Bob McCoskrie: This Christmas, gift yourself balm of forgiveness

NZ Herald 24 December 2018 
It has been said that if we collected up all the goodwill and festive spirit we exhibit during the Christmas season, put it in a bottle and released a bit of it each day of the year, the world would be a better place to live.

We seem to be ready to forgive and seek reconciliation more readily during this time than at any other.

We make that extra effort to get together with and enjoy the company of other family members and friends. We even manage to somehow forgive the people who normally rub us up the wrong way – people who push in line, who leave the toilet roll empty, who let their little kids go wild in shops, even people who sit in the fast lane doing 60km/h – well, almost.

Forgiveness may not be easy, but it’s also not an F-word. What we may not understand is that it’s not only good for the recipient, it may actually be exactly what we need.

Author and theologian Lewis B Smedes said, “To forgive is to set a prisoner free, and discover the prisoner was you”.

It’s easy to pull a newly planted tree out of the ground but once it’s had time to grow and take root, a fully grown tree is that much harder to remove. If we don’t deal with inforgiveness and anger today, tomorrow it becomes bitterness, associated with negative emotion, stress and thoughts of revenge.

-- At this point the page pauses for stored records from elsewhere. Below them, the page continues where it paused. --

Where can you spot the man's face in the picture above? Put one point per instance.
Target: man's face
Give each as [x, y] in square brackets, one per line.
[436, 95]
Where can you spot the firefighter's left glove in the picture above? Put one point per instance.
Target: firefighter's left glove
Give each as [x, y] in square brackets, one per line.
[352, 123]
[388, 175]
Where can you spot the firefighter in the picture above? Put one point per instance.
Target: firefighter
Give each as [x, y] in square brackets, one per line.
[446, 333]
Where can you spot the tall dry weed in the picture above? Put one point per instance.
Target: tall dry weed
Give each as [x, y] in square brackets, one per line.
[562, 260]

An example of this is Debbie Morris, the author of Forgiving the Dead Man Walking, the counterpart to the 1995 award-winning movie Dead Man Walking.

At age 16, Debbie and her boyfriend were abducted at gunpoint by Robert Willie and Joe Vaccaro. Her boyfriend was led into deserted woods, tortured, shot, and left for dead. Debbie was repeatedly raped by her captors. They both survived their ordeal, but Willie ended up on death row awaiting execution for the murder of another woman he had killed only days before – the basis of the movie Dead Man Walking.

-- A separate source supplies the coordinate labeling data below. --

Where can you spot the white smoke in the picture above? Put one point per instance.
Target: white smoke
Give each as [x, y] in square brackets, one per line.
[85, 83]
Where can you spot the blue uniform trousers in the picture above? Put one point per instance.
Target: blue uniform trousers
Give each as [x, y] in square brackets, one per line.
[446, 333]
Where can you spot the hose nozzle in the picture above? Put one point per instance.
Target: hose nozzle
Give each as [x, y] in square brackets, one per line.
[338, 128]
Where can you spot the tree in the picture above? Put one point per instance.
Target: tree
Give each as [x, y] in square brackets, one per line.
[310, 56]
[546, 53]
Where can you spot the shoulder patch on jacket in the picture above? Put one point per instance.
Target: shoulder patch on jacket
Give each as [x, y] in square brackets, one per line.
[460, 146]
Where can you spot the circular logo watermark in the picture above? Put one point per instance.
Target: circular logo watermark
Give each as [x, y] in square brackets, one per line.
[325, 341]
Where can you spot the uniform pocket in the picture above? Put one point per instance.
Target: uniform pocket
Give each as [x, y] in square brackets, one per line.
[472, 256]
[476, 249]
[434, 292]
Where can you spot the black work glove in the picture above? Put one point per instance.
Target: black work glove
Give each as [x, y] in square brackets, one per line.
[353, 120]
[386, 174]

Yet Debbie says, “I think that many times people in my situation think that justice is what is going to heal them – and I thought that … and I was disappointed time after time … Justice is not what heals us and it was not what healed me.

“I realised that there is no such thing as justice on this earth for what that man did … When I was able to forgive, not only did the hate, the anger and the pain go away, but the shame did too.”

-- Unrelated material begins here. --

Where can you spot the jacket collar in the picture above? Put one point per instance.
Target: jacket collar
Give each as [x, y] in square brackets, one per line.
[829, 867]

Justice depends on the effectiveness of the legal system. Offenders also have to deal with their own conscience, the legacy of their life, and their judgment to come.

The movie industry knows us well and feeds our natural desire for revenge.

Take any action movie you have seen. The very basic theme is “good person” versus “evil person”, and the final scene, after the evil person has been really evil, is the goodie walking away from a scene of pandemonium, fire, and destruction where the baddie has just been violently killed – the more violent, the better.

That’s why forgiveness is so hard, it goes against the grain.

Mahatma Gandhi said “The weak can never forgive. Forgiveness is the attribute of the strong.”

Yet we recall the line from the Lord’s prayer, “Forgive us our sins as we forgive those who sin against us.” Forgiveness comes back to us.

We can live in the bondage of bitterness or the freedom of forgiveness.

As Smedes says, “Forgiving does not erase the bitter past. A healed memory is not a deleted memory. Instead, forgiving what we cannot forget creates a new way to remember. We change the memory of our past into a hope for our future. It takes one person to forgive, it takes two people to be reunited”.

Christmas is a great time to receive and offer forgiveness. It is an investment in family life that has great returns.